Having carefully considered the pleadings filed by the parties to this application and the submissions made by the counsels for the parties, I do hold that the respondent could not have breached an order which this court in the first place had not issued. This court only stayed the decision and or the notice issued by the respondent to evict the applicants from the suit area.
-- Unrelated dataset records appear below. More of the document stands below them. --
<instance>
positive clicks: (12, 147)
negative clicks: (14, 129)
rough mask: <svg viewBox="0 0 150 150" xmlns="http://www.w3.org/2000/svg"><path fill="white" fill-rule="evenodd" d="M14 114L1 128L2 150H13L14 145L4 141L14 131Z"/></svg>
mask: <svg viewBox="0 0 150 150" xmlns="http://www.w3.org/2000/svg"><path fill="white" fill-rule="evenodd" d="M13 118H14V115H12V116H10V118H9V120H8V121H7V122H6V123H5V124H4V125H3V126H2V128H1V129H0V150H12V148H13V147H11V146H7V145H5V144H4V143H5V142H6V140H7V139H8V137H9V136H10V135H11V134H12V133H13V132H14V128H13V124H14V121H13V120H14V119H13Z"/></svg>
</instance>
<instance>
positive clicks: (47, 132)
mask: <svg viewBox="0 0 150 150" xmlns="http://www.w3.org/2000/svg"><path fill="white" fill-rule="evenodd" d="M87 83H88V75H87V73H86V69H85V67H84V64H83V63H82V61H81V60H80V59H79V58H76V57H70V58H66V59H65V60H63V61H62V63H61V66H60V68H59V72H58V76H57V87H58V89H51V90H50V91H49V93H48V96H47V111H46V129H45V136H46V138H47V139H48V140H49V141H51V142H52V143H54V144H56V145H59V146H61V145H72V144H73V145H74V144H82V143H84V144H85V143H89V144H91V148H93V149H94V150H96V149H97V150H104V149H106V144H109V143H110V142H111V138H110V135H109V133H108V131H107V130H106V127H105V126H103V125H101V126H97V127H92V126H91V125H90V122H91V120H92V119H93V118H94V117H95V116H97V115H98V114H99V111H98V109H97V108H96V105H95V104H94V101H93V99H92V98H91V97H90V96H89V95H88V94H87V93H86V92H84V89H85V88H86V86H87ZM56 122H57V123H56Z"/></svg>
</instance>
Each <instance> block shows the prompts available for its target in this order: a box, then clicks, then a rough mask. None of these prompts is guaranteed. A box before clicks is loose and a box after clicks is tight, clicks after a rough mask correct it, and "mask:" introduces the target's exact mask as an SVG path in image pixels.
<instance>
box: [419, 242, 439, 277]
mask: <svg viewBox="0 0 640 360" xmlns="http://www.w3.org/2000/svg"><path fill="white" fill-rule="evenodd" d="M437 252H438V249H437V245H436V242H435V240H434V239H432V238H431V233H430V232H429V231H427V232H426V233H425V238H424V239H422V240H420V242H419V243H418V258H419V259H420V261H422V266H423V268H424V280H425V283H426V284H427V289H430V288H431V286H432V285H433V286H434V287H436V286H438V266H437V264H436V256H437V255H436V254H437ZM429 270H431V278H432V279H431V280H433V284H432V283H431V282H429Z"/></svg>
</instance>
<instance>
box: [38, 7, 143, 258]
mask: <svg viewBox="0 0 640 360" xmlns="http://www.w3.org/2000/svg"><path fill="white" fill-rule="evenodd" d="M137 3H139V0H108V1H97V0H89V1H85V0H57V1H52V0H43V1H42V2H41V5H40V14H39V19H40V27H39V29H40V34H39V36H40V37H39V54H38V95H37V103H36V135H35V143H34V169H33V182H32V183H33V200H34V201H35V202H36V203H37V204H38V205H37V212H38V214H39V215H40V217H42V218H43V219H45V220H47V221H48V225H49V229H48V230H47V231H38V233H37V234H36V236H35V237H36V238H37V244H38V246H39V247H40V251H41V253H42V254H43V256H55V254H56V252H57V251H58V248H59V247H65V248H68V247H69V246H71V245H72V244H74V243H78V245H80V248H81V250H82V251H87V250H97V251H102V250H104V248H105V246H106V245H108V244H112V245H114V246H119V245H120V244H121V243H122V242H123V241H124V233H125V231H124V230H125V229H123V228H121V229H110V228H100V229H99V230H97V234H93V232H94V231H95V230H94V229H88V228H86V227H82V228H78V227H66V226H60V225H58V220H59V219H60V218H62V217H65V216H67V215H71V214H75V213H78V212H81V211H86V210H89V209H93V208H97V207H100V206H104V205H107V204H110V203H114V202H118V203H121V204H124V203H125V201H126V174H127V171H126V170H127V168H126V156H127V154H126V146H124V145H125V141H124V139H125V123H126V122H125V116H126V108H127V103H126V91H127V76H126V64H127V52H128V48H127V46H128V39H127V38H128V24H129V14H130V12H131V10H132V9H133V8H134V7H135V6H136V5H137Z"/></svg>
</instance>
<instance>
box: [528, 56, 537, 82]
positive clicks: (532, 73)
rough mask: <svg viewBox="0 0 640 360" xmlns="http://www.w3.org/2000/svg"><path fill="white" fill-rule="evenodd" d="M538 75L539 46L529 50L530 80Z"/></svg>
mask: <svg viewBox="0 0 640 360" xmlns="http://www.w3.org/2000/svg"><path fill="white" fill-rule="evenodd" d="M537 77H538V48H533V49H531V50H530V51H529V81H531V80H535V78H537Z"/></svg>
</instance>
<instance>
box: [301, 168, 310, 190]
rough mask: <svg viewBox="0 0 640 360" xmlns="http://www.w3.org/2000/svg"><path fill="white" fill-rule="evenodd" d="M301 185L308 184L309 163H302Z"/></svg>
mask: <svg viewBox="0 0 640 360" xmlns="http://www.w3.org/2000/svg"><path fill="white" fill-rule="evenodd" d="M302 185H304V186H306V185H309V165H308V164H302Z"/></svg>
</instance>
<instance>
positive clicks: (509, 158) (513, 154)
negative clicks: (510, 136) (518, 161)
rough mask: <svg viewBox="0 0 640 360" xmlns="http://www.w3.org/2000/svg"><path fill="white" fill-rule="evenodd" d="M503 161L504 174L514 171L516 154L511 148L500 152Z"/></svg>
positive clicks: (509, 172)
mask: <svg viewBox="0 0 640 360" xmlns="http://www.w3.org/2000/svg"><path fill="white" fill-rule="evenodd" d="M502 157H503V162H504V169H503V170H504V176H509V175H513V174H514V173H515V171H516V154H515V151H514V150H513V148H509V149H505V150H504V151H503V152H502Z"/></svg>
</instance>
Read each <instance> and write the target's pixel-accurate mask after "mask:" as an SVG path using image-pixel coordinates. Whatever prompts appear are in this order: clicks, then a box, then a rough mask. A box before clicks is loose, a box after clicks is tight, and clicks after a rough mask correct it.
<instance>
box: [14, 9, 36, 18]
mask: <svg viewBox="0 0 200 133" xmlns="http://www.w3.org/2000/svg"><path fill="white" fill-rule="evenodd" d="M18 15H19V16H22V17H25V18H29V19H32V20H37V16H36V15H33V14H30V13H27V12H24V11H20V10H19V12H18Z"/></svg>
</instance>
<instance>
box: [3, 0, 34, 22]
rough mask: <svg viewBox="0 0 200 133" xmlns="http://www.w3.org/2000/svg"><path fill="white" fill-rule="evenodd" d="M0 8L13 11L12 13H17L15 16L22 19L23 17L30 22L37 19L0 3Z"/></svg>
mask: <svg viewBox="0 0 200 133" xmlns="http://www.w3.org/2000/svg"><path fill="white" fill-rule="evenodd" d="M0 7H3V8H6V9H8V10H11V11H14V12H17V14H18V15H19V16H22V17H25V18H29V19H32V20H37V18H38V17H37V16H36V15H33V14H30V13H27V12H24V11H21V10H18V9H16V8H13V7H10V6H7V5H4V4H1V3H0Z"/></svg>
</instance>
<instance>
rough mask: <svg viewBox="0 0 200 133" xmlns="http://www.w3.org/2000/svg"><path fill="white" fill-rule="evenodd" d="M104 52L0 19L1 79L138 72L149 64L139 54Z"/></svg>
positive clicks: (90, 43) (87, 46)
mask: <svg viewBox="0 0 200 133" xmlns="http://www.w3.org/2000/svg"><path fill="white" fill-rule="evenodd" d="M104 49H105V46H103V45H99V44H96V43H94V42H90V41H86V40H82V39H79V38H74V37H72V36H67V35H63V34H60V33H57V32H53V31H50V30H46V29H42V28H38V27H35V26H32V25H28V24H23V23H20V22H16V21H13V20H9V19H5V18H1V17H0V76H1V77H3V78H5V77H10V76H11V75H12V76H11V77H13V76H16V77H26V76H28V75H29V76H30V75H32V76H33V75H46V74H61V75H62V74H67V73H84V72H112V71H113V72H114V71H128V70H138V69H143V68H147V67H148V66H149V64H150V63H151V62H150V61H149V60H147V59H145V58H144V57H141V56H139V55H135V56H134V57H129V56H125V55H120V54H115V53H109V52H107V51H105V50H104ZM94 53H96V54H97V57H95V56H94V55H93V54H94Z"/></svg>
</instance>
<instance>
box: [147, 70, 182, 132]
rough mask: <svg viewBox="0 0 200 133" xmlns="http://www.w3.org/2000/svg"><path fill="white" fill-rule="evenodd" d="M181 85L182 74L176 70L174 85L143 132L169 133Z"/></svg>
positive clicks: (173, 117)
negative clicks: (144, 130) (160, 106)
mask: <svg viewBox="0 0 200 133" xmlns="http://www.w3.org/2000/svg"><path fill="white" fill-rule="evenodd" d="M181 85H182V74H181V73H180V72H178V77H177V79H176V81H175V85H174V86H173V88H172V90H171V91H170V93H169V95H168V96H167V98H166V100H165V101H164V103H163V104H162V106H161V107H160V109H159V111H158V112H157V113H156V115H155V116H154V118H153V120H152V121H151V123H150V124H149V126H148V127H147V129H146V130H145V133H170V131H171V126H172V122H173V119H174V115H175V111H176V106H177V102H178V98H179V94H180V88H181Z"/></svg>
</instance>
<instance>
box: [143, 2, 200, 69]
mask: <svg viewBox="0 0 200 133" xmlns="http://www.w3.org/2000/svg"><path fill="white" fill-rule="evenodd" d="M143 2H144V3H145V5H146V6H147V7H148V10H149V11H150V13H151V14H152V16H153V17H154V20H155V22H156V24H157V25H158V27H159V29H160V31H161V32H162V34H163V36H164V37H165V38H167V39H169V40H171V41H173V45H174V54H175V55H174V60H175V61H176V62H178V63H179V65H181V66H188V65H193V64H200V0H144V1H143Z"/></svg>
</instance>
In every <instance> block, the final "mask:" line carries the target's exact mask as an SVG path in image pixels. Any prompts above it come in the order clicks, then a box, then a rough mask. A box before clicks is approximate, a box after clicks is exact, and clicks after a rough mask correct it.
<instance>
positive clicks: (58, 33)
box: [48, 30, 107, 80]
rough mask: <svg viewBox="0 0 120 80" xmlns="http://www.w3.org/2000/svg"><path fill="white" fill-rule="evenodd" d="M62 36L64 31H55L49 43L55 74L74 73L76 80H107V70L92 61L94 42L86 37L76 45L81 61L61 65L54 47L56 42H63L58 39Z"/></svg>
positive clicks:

From the evidence placed before this court, it is clear that the applicants had been evicted from the suit area long before they came to this court to seek the reliefs sought in the application for leave to institute judicial review proceedings. The applicants did not disclose to this court the fact that they had been evicted from the suit area prior to filing the application seeking leave for the writs of judicial review.
It is now evident that the applicants sought leave for ulterior motives. They sought leave with specific purpose of re-entering the suit area where they had been evicted earlier by the respondent. The application for contempt of court against the respondent’s Town Clerk was brought to put pressure on him to allow the applicants back to the suit area. The application was not brought to punish the respondent’s Town Clerk for contempt of court. This court holds that the applicants have abused the due process of this court in filing this application for contempt of court against the respondent. The applicants have miserably failed to prove that the respondent’s Town Clerk had breached any order of this court.
What these proceedings have revealed, is the depth in which some litigants can sink into their purported pursuit of legal remedies from the courts of law. The applicants have shamelessly forged an order of this court and now want this court to give their action a stamp of approval. That cannot be. This application should be consigned to where it belongs, the dustbin of mischievous and frivolous applications.
For the reasons stated, the application is dismissed with costs to the respondent.
DATED at NAKURU this 11th day of November 2005.